Even now, almost 48 years later, Robinson’s words still resonate with Harris.
“Coach Robinson would say, ‘You’re just going to get one opportunity. You have to be ready for it,’ ” Harris said. “That worked out for me. Doug also had a role to play, and he played his role. Along the way, with what we and others did, it has improved for so many other QBs.
“But there’s still work to be done. My biggest regret is for all those guys who came before me. There were so many guys who came before me who could really, really play. But they never got a chance. That’s one of the saddest things for me.”
Although Harris’ playing days were over, his time as a trailblazer wasn’t. He also had a long, successful second career as a player-personnel official.
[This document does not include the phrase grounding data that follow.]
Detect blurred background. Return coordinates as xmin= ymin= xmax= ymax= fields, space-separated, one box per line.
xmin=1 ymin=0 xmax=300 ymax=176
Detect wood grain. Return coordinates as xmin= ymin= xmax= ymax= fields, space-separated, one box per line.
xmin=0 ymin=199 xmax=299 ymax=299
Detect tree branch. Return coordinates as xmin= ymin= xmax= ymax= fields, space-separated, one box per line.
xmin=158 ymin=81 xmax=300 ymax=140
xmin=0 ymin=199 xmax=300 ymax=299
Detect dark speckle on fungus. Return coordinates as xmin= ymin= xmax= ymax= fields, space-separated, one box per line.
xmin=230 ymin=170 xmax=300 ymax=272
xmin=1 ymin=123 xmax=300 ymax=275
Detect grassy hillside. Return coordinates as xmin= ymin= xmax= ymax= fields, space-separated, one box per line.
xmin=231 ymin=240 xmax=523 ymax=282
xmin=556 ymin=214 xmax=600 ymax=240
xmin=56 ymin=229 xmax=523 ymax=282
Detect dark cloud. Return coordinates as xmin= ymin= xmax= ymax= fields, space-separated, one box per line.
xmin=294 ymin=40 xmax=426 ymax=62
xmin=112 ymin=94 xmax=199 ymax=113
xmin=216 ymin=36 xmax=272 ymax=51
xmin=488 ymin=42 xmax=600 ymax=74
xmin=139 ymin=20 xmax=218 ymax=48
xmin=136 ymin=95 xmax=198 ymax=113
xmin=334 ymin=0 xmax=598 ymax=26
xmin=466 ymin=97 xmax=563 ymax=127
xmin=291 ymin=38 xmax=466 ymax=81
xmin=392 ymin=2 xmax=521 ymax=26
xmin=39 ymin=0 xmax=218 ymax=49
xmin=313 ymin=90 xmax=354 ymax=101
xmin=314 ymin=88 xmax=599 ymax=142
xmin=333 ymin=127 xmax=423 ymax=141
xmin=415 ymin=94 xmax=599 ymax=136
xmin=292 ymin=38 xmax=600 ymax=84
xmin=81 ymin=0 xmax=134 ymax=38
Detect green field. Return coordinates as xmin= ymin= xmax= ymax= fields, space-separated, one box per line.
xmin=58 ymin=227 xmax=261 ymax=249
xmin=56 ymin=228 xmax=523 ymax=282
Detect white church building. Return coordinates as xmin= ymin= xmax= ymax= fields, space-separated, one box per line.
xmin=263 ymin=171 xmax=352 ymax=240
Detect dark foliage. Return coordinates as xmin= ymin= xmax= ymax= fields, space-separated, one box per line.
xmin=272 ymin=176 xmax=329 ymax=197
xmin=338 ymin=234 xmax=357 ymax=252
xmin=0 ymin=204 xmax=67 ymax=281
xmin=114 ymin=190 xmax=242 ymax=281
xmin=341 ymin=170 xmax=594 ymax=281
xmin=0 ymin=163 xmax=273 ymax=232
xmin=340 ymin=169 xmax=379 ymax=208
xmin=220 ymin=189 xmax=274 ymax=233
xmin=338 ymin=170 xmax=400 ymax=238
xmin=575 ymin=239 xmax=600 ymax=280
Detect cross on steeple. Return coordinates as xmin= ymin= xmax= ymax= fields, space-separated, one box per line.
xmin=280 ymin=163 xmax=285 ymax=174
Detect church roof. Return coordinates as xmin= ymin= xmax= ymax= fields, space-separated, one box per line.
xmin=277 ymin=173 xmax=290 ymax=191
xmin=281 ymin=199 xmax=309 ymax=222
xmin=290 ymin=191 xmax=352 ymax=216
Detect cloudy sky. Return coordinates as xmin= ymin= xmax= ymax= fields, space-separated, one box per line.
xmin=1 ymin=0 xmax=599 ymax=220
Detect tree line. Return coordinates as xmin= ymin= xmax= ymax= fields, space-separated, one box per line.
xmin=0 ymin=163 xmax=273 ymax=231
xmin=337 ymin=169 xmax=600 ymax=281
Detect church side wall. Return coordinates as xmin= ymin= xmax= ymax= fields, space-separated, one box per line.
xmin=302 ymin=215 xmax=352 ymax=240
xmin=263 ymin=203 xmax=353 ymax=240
Steadily, he made the long climb from being a scout to a front-office executive for several clubs. He helped build the Baltimore Ravens’ 2001 Super Bowl championship team. He was the vice president of player personnel for the Jacksonville Jaguars. In early January 2015, Harris retired from his role as a senior personnel adviser with the Detroit Lions. Harris wants to see more African-American general managers in the NFL.
“There’s no question that there are a lot of talented guys out there who are ready” for the jobs, Harris said. “There’s no question they’re qualified. We’ve just got to continue to put these young guys in position. They’ve just got to continue to get the opportunity.”
As a player and an executive, Harris got opportunities in the game. Despite the burden of the racism he faced, he capitalized on them and paved the way for others. A pioneer indeed.